Elkins will face newcomer Tony Ganey, 60, owner of an Athens franchise of Express Tax Service and a resident of Hidden Falls subdivision on Glenn Carrie Road. Ganey said Tuesday that he and his wife, Regina, moved to Hull from Valdosta two years ago.
“We just love the place,” Ganey said. “I’ve gotten to know my neighbors’ (in Hidden Falls) names, their kids’ names and their pets’ names.”
Ganey said he had kept up with Hull city council meetings through news articles and by talking with neighbor Paul Cook, a Hull councilman.
“I have a lot of free time, my kids’ are grown, though I do have two little dogs, but I thought this would be a good opportunity to serve the community,” Ganey said of his decision to run.

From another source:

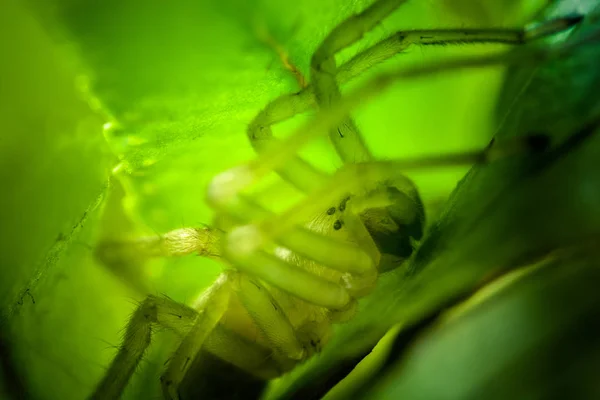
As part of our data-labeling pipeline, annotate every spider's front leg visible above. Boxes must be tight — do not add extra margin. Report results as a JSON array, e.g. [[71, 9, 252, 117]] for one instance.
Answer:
[[91, 226, 226, 399], [92, 226, 222, 295], [90, 273, 231, 400], [90, 295, 198, 399]]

He feels his career as a businessman, including having served as president and vice-president of a company, help qualify him for the position. “There’s no ego involved here, no making money, it’s just whether I can serve the community.”
Ganey said, if elected, he plans to be very proactive in getting grants and other funding for the town.
“It’s great,” Elkins said of having competition for mayor. “It’s a real step forward for Hull.”
Elkins added that it has been years since there’s been a competitive local race in Hull.
In fact, for a while now Elkins and other members of the council have had trouble just finding someone to fill vacated council seats. And he remains optimistic that this signals more interest in the little town going forward.
“As the county, and this area, grows I think we’re going to see more interest in city government,” Elkins said.
Elkins said there are more than 120 registered voters within the city limits, but noted that only 15 voted in the last local election. He hopes those numbers improve this time, and he thinks they will, especially since the special election for mayor is being held on the same day as the general election.
“Voting for mayor will be in the same building, the Hull Civic Club,” Elkins noted. Those who show up to vote and who desire to vote for mayor, will need to obtain a special ballot while at the polls – the mayoral candidates won’t be on the general election ballot.